Generation of insulin-secreting β cells in vitro is a promising approach for diabetes cell therapy. Human embryonic stem cells (hESCs) and human induced pluripotent stem cells (hiPSCs) are differentiated to β cells (SC-β cells) and mature to undergo glucose-stimulated insulin secretion, but molecular regulation of this defining β cell phenotype is unknown. Here, we show that maturation of SC-β cells is regulated by the transcription factor SIX2. Knockdown (KD) or knockout (KO) of SIX2 in SC-β cells drastically limits glucose-stimulated insulin secretion in both static and dynamic assays, along with the upstream processes of cytoplasmic calcium flux and mitochondrial respiration. Furthermore, SIX2 regulates the expression of genes associated with these key β cell processes, and its expression is restricted to endocrine cells. Our results demonstrate that expression of SIX2 influences the generation of human SC-β cells in vitro.

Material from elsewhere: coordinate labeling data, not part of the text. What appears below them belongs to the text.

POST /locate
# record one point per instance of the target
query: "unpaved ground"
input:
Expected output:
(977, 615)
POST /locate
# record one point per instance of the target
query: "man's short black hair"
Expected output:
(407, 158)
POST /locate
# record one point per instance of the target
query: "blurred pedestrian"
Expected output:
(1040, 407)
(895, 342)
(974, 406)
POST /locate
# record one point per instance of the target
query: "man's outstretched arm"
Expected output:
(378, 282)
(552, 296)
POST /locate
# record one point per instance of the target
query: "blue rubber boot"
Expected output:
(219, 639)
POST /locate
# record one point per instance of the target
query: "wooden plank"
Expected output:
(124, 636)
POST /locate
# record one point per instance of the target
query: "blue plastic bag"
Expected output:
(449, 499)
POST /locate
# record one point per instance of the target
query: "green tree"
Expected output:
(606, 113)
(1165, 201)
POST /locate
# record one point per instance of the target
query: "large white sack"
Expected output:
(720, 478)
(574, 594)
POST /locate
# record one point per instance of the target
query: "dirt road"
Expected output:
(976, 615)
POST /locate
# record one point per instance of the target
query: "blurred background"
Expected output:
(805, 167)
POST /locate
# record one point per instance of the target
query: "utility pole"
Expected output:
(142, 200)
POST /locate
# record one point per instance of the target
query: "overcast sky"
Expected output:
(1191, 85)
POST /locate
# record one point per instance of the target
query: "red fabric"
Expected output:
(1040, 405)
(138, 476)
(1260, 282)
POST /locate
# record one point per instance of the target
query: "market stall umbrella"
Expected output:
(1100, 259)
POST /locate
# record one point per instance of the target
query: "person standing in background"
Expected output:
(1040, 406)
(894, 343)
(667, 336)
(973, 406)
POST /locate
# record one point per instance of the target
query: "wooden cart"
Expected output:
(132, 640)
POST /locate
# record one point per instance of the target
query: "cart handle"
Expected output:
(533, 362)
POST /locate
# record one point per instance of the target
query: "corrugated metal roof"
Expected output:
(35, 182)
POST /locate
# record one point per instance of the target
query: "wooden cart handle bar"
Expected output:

体外分泌胰岛素分泌的β细胞是用于糖尿病细胞治疗的有前途的方法。人类胚胎干细胞（hESCs）和人类诱导性多能干细胞（hiPSCs）分化为β细胞（SC-β细胞）并成熟以经历葡萄糖刺激的胰岛素分泌，但是这种定义β细胞表型的分子调控尚不清楚。在这里，我们显示出SC-β细胞的成熟受转录因子SIX2调控。SIX2的组合式（KD）或组合式（KO）在静态和动态测定中，SC-β细胞中的α-β-内啡肽都极大地限制了葡萄糖刺激的胰岛素分泌，以及细胞质钙通量和线粒体呼吸的上游过程。此外，SIX2调节与这些关键β细胞过程相关的基因的表达，并且其表达仅限于内分泌细胞。我们的结果证明SIX2的表达影响体外人SC-β细胞的生成。